Ele me encarou alguns segundos, depois me soltou e me puxou pela mão até um dos computadores mais próximos.

- Nós temos 19 minutos para chegar ao hospital e roubar o QRCode de um recém-nascido. – ele digitava freneticamente enquanto falava - Descobri uma falha no aplicativo, mas não posso voltar como Jorge. Vou invadir o L.o.v.e. quando a hibernação começar e vou deslogar todos os usuários do aplicativo.

- Você enlouqueceu. Eu vou voltar.

Era cruel demais. Os recém-nascidos faziam parte de um projeto do L.o.v.e. para que as mulheres pudessem voltar a engravidar, depois do bug no aplicativo, o governo anunciou que todas haviam se tornado estéreis, e o L.o.v.e. reproduzia bebês no hospital com a ajuda de voluntárias. Quando um bebê nascia, era praticamente um milagre.

Dei as costas e andei até a porta, mas Jorge me segurou pelo pulso.

- Não antes de ver a verdade! Nós somos a única chance que eles tem, Luíza! Você não entende?
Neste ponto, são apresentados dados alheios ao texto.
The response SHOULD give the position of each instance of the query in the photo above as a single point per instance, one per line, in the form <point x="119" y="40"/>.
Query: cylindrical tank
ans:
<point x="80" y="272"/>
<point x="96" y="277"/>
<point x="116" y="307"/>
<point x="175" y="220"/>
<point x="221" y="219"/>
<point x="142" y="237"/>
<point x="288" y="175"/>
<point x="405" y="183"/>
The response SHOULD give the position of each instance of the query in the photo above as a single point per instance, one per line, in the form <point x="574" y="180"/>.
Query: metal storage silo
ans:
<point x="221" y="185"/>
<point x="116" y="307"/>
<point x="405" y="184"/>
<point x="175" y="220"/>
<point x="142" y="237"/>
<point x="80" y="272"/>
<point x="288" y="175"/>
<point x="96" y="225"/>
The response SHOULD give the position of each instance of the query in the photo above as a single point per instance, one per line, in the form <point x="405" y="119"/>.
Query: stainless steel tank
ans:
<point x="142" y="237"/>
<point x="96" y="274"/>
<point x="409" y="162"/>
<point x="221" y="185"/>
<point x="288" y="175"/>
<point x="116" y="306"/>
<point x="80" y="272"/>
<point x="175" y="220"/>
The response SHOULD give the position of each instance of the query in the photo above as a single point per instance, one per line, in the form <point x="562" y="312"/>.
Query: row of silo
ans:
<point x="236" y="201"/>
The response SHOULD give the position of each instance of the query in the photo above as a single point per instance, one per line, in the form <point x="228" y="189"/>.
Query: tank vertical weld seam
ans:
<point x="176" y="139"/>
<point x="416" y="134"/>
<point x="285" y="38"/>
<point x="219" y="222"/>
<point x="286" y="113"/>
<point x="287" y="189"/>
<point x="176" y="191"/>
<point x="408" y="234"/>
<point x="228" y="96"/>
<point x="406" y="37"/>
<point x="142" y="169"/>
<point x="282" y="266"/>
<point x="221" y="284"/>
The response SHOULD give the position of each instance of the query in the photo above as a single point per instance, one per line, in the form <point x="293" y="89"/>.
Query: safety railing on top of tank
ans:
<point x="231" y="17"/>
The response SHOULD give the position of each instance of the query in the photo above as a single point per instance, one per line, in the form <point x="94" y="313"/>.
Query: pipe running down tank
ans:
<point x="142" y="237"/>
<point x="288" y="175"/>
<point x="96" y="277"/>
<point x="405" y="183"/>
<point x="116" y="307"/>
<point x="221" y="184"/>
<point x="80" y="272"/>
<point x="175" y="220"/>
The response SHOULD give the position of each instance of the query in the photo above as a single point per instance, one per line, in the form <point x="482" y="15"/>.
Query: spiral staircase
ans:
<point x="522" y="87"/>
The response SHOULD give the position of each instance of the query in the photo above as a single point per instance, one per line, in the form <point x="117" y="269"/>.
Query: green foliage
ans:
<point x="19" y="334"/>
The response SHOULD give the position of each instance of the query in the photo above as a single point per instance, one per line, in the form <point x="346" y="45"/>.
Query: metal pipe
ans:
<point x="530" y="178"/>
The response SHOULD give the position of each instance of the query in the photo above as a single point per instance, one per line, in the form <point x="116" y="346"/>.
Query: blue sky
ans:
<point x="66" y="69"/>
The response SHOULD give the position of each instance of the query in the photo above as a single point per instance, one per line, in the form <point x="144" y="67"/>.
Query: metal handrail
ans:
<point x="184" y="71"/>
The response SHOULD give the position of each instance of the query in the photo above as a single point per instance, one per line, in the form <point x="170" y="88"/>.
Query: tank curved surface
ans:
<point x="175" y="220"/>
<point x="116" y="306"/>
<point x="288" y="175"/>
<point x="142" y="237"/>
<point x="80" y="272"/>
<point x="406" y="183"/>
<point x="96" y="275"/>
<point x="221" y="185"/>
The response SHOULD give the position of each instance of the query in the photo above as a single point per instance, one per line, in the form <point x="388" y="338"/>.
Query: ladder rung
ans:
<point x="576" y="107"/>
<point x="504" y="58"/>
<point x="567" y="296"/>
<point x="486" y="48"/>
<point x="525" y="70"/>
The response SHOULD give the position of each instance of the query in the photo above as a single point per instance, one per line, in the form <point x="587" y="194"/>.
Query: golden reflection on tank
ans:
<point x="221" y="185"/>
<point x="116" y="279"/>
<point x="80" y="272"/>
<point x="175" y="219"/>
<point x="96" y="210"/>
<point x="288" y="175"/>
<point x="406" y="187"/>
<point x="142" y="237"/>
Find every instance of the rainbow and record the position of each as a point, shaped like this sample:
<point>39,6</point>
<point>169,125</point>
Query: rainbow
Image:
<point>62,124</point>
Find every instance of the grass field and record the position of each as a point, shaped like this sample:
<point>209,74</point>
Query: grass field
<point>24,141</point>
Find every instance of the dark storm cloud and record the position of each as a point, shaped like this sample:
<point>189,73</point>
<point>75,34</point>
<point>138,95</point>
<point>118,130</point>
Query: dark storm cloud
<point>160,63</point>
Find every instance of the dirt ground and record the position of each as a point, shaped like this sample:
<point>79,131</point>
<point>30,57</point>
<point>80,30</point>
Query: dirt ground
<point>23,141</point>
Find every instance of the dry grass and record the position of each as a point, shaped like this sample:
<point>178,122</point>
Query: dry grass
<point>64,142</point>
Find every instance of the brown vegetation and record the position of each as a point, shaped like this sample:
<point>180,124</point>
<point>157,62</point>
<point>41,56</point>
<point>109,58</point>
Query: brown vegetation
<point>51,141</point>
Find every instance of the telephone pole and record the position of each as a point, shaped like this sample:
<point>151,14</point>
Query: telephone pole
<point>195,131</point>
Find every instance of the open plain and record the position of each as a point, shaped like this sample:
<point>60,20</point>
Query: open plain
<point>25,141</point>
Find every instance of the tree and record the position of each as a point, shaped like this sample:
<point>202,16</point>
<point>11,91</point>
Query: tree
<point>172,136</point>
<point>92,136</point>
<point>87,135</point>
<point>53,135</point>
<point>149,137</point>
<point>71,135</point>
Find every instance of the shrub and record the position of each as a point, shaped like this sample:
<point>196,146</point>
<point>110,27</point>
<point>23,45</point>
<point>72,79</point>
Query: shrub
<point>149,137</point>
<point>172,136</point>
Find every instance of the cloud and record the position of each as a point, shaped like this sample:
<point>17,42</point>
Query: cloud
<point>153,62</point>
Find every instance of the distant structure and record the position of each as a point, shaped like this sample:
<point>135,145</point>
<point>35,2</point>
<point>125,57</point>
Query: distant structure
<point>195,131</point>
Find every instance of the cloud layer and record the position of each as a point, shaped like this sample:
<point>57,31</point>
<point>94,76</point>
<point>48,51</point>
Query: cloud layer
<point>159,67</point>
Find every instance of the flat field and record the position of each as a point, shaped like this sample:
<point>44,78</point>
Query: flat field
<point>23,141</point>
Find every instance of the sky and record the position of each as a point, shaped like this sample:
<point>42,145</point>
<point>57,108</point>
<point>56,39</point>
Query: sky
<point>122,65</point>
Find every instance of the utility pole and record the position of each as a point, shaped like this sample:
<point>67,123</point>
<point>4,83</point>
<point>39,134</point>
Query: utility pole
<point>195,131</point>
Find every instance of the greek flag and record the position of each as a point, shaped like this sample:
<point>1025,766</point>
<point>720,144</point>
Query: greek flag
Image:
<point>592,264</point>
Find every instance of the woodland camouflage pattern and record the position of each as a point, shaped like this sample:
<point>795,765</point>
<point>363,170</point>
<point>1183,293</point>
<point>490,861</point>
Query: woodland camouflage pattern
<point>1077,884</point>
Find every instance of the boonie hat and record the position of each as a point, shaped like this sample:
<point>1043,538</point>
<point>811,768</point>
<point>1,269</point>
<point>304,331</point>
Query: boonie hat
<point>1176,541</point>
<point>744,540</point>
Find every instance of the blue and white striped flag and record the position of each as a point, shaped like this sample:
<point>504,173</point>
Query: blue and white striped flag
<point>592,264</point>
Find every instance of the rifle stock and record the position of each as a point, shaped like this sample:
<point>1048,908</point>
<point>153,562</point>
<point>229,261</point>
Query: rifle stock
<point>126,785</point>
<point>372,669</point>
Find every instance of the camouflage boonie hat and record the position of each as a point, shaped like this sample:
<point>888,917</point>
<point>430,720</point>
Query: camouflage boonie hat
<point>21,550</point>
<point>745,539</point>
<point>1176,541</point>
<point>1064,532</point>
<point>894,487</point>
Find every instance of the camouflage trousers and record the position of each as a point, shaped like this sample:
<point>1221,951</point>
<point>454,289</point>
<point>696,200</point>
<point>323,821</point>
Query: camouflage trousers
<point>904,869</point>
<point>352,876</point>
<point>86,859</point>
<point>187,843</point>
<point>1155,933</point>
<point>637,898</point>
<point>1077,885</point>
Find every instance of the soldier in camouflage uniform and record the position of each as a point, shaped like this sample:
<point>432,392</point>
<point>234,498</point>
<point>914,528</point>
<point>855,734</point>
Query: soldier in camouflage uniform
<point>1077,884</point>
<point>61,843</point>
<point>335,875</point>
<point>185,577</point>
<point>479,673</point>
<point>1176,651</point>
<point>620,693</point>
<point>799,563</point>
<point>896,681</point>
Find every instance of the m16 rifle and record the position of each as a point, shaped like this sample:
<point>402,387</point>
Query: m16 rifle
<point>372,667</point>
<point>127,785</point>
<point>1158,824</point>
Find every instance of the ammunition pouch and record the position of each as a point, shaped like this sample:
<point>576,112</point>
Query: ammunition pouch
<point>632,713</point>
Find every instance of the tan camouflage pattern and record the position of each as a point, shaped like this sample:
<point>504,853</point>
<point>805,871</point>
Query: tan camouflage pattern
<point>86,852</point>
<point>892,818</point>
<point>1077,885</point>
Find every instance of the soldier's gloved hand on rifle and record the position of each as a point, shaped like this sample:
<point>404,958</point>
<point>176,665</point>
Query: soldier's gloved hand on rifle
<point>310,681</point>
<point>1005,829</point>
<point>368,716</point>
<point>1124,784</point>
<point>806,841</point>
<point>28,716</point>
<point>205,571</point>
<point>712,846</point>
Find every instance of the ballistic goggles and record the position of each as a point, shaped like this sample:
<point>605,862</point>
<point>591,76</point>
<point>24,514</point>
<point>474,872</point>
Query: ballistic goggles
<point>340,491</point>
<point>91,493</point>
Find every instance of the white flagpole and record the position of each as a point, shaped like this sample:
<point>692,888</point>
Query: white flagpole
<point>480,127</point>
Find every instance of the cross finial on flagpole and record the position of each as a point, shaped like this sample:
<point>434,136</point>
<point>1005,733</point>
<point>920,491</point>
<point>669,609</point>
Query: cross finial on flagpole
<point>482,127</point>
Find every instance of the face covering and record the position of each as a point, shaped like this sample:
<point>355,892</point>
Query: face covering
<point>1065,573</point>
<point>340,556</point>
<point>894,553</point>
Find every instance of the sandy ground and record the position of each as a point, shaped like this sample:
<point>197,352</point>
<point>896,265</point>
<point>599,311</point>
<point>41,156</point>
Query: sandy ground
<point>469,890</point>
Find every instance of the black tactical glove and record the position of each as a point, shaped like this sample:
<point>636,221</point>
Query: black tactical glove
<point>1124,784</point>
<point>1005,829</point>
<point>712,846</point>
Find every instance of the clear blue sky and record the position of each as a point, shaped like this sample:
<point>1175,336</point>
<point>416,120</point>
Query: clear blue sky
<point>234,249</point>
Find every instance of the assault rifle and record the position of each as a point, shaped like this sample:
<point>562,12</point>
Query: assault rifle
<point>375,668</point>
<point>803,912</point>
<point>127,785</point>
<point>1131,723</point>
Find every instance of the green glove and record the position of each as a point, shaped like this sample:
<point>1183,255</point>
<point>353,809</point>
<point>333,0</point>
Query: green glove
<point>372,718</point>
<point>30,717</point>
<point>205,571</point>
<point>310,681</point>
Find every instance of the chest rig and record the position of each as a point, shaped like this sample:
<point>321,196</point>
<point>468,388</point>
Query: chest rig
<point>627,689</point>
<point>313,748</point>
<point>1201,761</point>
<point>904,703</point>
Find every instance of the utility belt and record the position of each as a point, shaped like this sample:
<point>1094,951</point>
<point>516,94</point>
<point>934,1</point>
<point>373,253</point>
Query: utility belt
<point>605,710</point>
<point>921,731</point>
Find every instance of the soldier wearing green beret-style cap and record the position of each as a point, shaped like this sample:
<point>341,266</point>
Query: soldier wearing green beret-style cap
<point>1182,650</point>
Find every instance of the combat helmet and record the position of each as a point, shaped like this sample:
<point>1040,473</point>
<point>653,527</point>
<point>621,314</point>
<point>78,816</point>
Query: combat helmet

Ele me arrastou escada abaixo e continuou me puxando até o outro lado da rua.

- Me solta! Você quer condenar um bebê a essa vida? – Apontei para a cidade caindo aos pedaços e o monte de lixo acumulado por todos os lados. – O bebê vai precisar do QRCode pra se conectar!

- Olha, Luíza. Olha!

Jorge me segurou pelo queixo e forçou minha cabeça a virar para o lado. Uma parede de vidro nos separava de um grupo de pessoas jantando.

- Sabe aquelas pessoas ali, sentadas na mesa comendo aquela pasta branca nojenta?

Elas estão vivendo o Food Experience.

- Não.

Levei a mão ao estômago para conter o embrulho.

As comidas no app pareciam maravilhosas. O aspecto, o aroma, o sabor, ao menos isso era o que as células do L.o.v.e. nos transmitiam, agiam em nosso cérebro como um filtro por cima da realidade.

- E daí, Jorge? Eles parecem felizes.

- Isso é falso! Falso!

- E daí? Você não trabalhou na Essex Inc.? Não ajudou a criar tudo isso antes de ser demitido? A culpa também é sua!

- É exatamente por isso! Eu devo isso às pessoas, preciso consertar essa cagada!

Jorge me soltou e cruzou à entrada do restaurante.

- Não! O que você vai fazer?

Falhei ao tentar segurá-lo.

Ele se aproximou da mesa onde as pessoas comiam extasiadas, e deu um tapa com força no centro. Pratos e talheres voaram para todos os lados. A papa gosmenta de um dos pratos caiu no colo de uma mulher e ela levantou gritando.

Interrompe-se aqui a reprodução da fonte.